To Pluto and Beyond! - If you’ve ever been to Exploration Place and picked up one of the planet data sheets we hand out after the “Stars Over Kansas” show, you’ll see an interesting column for each planet: “Visited By”. There, we list how many probes have visited each planet. But one planet comes up with a goose-egg; Pluto has never been visited by a spacecraft. It’s amazing to think that in this day and age, something like a planet in our solar system has never been explored close-up. But now, after a long fight to keep the mission alive politically, the New Horizons craft is getting ready to launch in early 2006. The spacecraft will be the fastest ever launched by mankind. After a gravity assist by Jupiter, the piano-sized probe will be accelerated to Mach 85 and fly by the tiny planet in a matter of hours when it arrives in 2015. Pluto will then be 3.1 billion miles from Earth. If you’re wondering what that is in metric units, that works out to be: way out there.
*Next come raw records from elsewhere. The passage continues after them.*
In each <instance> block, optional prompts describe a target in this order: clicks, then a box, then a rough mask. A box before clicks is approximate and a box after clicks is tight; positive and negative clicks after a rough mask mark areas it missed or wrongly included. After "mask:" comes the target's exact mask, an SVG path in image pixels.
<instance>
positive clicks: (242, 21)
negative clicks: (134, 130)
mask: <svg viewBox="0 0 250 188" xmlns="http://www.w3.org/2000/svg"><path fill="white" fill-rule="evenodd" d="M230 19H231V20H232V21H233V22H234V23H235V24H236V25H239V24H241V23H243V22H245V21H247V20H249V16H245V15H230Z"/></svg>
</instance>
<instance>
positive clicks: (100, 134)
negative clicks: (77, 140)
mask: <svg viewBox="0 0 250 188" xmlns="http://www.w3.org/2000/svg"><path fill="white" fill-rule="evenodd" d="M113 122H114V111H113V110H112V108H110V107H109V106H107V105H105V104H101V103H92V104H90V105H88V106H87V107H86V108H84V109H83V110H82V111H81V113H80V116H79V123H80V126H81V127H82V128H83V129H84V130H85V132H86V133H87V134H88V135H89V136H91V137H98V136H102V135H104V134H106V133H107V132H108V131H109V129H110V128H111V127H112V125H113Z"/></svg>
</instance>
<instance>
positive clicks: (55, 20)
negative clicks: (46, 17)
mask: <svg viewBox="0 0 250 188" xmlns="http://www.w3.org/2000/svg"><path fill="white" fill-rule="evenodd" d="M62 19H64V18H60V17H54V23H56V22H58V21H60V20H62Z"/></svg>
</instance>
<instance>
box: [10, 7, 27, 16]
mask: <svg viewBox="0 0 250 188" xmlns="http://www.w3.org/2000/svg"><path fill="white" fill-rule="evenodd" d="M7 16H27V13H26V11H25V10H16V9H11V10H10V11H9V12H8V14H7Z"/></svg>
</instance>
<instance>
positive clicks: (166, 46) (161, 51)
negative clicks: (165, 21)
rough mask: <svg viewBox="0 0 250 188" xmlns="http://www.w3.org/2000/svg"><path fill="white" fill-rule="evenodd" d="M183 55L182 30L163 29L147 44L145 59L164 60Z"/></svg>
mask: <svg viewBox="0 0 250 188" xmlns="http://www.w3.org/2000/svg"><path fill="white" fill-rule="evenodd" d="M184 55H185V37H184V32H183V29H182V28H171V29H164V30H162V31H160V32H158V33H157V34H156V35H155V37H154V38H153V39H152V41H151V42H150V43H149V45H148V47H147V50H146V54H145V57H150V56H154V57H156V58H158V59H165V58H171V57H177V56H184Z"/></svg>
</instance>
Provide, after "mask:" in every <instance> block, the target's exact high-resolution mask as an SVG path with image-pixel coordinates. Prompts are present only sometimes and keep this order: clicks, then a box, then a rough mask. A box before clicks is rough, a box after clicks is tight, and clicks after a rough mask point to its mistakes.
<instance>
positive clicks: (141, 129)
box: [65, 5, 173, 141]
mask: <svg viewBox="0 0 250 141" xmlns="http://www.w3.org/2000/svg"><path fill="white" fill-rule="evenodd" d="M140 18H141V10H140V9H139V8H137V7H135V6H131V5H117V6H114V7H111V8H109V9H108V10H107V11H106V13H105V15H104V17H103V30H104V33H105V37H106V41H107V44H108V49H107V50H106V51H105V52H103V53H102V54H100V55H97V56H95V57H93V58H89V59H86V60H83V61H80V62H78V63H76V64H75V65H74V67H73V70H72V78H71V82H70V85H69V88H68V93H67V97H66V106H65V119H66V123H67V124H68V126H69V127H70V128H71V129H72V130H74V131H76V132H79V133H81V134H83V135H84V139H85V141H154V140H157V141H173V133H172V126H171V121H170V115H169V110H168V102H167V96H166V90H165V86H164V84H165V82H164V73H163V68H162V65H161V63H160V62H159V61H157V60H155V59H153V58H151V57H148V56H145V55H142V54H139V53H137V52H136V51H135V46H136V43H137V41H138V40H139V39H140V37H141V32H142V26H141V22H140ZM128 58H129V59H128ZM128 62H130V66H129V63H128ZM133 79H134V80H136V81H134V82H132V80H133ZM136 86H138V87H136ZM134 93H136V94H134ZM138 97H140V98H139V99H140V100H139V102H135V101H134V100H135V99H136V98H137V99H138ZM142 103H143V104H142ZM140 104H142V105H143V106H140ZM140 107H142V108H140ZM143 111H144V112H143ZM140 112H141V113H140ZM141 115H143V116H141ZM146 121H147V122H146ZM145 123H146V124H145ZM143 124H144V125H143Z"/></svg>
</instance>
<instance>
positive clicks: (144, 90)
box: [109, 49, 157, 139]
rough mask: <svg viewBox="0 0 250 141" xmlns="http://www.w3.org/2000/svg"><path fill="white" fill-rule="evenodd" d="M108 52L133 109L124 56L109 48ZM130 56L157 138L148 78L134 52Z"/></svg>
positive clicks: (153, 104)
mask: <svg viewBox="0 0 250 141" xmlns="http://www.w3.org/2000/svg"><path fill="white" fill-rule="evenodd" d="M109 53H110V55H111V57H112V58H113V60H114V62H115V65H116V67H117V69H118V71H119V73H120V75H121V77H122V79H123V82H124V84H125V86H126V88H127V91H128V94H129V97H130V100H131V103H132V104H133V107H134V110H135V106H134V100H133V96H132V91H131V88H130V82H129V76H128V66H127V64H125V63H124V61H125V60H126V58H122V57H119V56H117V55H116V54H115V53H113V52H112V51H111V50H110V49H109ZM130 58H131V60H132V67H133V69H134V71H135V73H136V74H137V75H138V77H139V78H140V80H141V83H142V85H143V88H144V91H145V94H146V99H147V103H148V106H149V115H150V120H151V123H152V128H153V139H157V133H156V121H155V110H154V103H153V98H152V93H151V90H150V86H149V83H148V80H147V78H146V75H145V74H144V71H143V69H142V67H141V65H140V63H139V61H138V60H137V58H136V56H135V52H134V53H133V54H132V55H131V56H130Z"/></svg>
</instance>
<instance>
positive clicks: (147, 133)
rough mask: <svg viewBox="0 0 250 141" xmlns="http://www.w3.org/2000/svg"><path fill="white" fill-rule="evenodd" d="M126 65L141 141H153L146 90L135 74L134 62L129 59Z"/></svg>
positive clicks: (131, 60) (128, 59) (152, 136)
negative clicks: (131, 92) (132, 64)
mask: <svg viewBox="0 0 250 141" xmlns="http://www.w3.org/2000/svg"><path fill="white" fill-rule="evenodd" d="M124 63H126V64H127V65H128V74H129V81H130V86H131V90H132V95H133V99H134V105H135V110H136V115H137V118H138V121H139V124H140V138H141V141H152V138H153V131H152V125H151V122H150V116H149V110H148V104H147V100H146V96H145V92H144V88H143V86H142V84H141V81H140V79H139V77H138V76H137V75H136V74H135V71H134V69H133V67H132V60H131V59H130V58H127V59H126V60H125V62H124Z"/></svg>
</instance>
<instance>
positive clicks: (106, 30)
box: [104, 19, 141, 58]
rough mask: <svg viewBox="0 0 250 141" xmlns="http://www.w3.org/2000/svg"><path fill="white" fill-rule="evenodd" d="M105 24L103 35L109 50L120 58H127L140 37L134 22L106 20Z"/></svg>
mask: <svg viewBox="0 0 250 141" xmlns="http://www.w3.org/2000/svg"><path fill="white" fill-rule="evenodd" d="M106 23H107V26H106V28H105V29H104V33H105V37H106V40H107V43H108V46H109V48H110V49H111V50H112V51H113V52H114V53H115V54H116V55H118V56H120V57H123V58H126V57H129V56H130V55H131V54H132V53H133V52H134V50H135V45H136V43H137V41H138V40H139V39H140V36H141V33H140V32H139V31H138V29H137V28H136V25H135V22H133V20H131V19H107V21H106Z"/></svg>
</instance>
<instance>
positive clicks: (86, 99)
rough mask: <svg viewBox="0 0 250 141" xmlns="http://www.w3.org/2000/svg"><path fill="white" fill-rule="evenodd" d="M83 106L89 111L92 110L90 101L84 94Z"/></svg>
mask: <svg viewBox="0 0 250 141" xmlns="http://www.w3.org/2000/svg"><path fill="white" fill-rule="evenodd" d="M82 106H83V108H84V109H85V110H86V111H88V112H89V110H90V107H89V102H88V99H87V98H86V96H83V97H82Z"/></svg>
Lost in Space - You may remember our article about the The Planetary Society’s solar sail spacecraft Cosmos 1 that was due to become the first spacecraft to be powered by a solar sail. It was launched inside a converted ICBM from an underwater Russian submarine on June 21. The craft was never heard from, and was probably destroyed as it reentered the earth’s atmosphere after its rocket failed to get it into earth orbit. What’s next for The Planetary Society?
…we’ll certainly stay in the business, and try more audacious things, like the Solar Sail, Search for Extraterrestrial Intelligence, Mars airplanes, or Venus balloons we’ve advocated in the past.
Boom! - The European Space Agency’s Mars Express craft is ready to look for water below the surface of Mars. Over the past several weeks, the craft has carefully deployed two 66-foot and a 23-foot long antenna booms. An initial checkout of the MARSIS experiment (which stands for Mars Advanced Radar for Subsurface and Ionosphere Sounding) was given a thumbs up. Scientists say that it will also probe Mars for even longer acronyms for future missions.
I See Your Kuiper Belt - The Hubble Space Telescope has revealed the dust ring around the star Fomalhaut in fantastic detail. The image hints at an unseen planet, probably about twice the size of Jupiter, that keeps the inner part of that solar system clean of debris. The ring is Fomalhaut’s version of our Kuiper Belt, an outer area of icy bodies that lies beyond the planets.
Stay on Target - The Deep Impact probe, scheduled to plow part of itself into Comet Tempel 1 on the 4th of July, has imaged its target’s nucleus. These pictures of the 9 mile by 3 mile wide chunk of rock and ice will be used to fine tune the aim of the 820 pound impactor that will be released from the comet the day before the scheduled collision. To the relief of scientists everywhere, Bruce Willis will not be involved in the calculations.